Scene On The Banks Of The River Don
On Sunday afternoon, on the banks of the Don, groups of men were pacing angrily to and fro opposite the colliery premises, now and again giving vent to loud shouts of defiance as one or another policeman or colliery official was observed.
After waiting a few hours their patience was rewarded by the sight of half a dozen Cornishmen, who were leisurely strolling along the cinder path leading to the water´s edge.
Negotiations were at once opened with the newcomers and, after obtaining a promise from the Denabyites that no harm would happen to them if they made their way out of the colliery yard, the Cornishmen informed them that their terms would be accepted. They then left.
At four o´clock a number of the new workmen walked out of the colliery gates, their advent being greeted with loud applause. After an hour had been vainly spent in the attempt to entice the remainder of the Cornishmen from the colliery, the crowd departed. The newcomers were liberally treated with refreshments, and a watch was kept on their movements.

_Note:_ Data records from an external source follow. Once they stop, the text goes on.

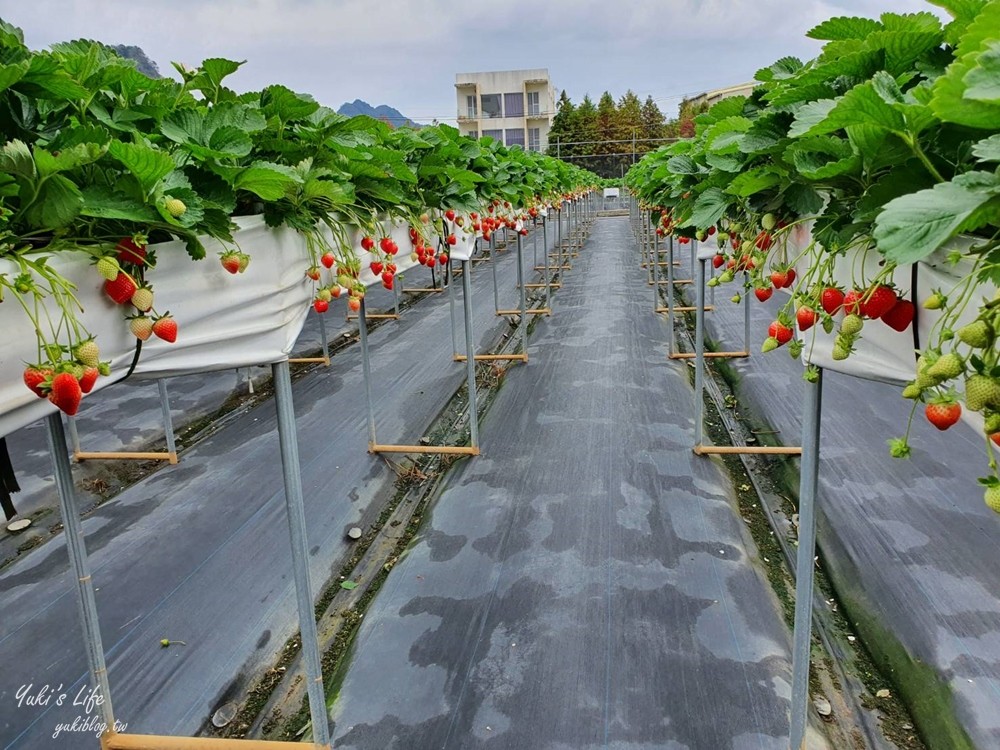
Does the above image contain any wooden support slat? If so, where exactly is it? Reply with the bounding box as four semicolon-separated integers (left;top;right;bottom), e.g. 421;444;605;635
369;444;480;455
402;288;443;294
534;266;571;271
346;313;400;321
693;445;802;456
102;733;326;750
74;451;178;465
288;356;330;365
496;309;551;316
656;306;714;313
453;353;528;362
669;351;749;360
523;283;560;289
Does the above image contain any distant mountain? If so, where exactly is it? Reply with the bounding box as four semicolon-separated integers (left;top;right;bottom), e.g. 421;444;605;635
112;45;161;78
337;99;422;128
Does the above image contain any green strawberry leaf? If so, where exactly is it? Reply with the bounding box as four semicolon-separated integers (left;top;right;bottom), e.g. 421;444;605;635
24;174;82;229
807;16;882;41
963;40;1000;102
683;187;730;229
33;142;106;176
874;170;1000;263
233;161;301;200
107;140;176;195
972;134;1000;162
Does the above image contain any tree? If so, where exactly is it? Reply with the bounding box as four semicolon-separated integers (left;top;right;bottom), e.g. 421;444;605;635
596;91;617;145
574;95;599;155
546;90;577;157
641;96;666;143
616;90;644;154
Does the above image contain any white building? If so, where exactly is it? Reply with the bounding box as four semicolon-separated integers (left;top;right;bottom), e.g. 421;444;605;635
455;68;556;152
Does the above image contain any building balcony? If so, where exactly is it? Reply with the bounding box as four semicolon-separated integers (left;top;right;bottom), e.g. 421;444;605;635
454;81;477;88
457;113;478;122
526;111;552;120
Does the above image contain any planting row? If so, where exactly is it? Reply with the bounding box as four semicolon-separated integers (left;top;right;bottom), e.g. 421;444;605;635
625;0;1000;510
0;21;597;434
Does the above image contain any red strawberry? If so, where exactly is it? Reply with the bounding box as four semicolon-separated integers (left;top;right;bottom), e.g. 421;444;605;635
754;287;774;302
881;299;915;332
470;212;478;220
348;297;361;312
712;255;725;269
991;432;1000;448
381;270;394;285
23;366;51;398
755;231;773;251
361;236;375;251
447;234;457;246
379;237;394;254
220;252;241;274
116;237;147;265
104;273;137;304
708;226;716;235
48;372;82;416
445;209;456;222
438;253;449;265
330;286;342;299
386;263;397;274
79;367;99;394
843;290;863;315
321;251;336;269
770;270;790;289
313;298;329;313
152;315;177;343
306;267;321;281
925;401;961;431
796;306;817;331
860;285;898;319
786;269;796;286
370;261;384;275
768;321;793;345
820;287;844;315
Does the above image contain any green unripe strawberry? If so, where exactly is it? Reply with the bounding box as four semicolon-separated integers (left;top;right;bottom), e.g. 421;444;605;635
761;337;780;353
832;342;851;361
902;383;922;399
165;197;187;218
719;270;734;283
926;352;964;380
840;314;864;336
707;277;720;288
741;240;755;254
985;484;1000;514
984;413;1000;434
717;232;729;243
318;288;332;302
98;362;111;377
238;253;250;273
957;320;992;348
731;294;741;304
789;339;803;358
923;292;945;310
761;213;777;231
74;339;100;368
965;375;1000;411
96;256;120;281
131;287;154;312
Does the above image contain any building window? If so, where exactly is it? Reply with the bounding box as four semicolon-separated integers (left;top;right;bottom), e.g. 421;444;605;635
527;92;540;116
504;92;524;118
482;129;503;142
481;94;502;119
528;127;541;152
505;128;525;148
466;95;477;118
469;130;479;139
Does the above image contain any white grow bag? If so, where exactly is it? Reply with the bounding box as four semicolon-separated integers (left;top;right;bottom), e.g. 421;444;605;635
0;215;315;437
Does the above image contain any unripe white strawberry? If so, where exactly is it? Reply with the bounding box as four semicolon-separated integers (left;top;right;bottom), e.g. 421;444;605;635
165;198;187;218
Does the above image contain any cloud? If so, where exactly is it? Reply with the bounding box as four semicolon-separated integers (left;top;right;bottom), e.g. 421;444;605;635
4;0;954;123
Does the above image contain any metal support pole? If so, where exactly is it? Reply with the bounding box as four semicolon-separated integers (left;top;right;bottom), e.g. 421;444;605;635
461;260;479;450
271;360;332;750
691;238;696;278
317;311;330;363
67;414;82;455
357;297;377;446
533;219;539;268
789;369;824;750
543;217;551;301
744;271;752;353
693;257;707;448
45;413;117;729
516;232;527;356
557;205;563;270
652;229;660;311
448;257;459;357
157;379;177;460
490;231;499;314
392;277;400;318
667;235;675;357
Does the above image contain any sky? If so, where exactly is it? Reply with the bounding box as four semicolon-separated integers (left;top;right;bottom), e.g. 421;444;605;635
2;0;946;123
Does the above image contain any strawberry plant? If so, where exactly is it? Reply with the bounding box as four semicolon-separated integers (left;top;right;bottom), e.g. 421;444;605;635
626;0;1000;510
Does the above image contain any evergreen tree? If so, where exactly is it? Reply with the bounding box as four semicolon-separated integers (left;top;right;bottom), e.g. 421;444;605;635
640;96;666;143
616;90;644;155
574;95;599;156
546;90;577;157
596;92;617;145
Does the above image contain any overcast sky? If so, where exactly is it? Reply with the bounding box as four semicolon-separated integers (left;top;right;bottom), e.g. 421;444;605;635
4;0;945;123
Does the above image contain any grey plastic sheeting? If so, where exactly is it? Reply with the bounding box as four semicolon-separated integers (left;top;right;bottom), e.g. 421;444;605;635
330;218;812;750
0;233;543;749
700;268;1000;746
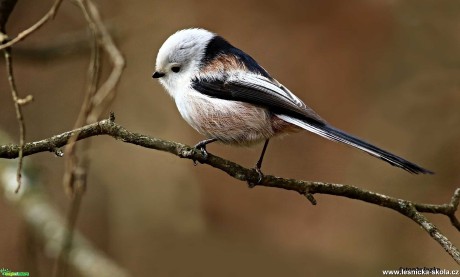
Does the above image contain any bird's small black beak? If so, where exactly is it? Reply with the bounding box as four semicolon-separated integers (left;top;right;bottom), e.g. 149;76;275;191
152;71;165;79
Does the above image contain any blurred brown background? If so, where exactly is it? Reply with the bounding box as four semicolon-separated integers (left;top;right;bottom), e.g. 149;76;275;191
1;0;460;276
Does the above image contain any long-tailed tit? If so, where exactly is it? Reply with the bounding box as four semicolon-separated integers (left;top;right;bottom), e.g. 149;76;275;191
152;28;433;179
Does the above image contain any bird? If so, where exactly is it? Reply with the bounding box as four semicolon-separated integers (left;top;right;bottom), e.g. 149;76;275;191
152;28;433;181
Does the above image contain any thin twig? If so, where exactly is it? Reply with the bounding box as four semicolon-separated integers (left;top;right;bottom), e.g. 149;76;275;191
402;203;460;263
56;1;104;275
62;0;101;195
0;0;31;194
0;0;61;195
3;46;32;193
0;0;63;51
0;117;458;264
53;167;87;277
83;0;125;123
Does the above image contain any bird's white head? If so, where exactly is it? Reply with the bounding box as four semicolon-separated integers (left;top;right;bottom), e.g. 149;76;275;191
153;28;215;97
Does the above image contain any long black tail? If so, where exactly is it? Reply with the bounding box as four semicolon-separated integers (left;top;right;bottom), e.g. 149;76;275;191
277;115;433;174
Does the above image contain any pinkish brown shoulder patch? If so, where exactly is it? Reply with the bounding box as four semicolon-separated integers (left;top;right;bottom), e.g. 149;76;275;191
202;54;247;73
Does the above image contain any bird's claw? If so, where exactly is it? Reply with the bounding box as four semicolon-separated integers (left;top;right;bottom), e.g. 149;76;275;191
193;143;209;165
200;147;209;160
248;167;264;188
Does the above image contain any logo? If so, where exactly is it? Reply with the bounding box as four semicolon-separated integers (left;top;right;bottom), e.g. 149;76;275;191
0;268;29;276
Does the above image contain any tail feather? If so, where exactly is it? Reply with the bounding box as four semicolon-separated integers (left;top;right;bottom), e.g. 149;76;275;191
277;115;433;174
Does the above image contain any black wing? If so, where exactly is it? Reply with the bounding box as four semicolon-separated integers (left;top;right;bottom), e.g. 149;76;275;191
191;72;326;125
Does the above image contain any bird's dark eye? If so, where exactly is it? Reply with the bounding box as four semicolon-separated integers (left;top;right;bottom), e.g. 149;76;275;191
171;66;181;73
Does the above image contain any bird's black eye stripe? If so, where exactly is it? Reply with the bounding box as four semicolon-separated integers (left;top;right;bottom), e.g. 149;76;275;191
171;66;181;73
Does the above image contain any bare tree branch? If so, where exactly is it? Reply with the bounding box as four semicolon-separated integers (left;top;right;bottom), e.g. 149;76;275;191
55;1;104;274
3;47;29;193
33;0;125;274
0;0;63;51
84;0;125;123
1;1;127;274
0;116;459;264
1;0;33;193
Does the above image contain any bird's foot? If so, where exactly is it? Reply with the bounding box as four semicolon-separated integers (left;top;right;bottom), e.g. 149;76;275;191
193;141;211;165
247;167;264;188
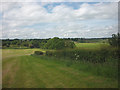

A meeting was announced to take place at four o´clock on Monday morning near the colliery, and arrangements were made for paying the fare of the newcomers to Cornwall.
They departed from Swinton early on Monday morning, several of the miners escorting them on the way to the station, and carrying their luggage.
Some of the men in the colliery who hail from Attercliffe, stated that they had come there to work and that they meant to work.
The excitement throughout the day at Mexborough was intense.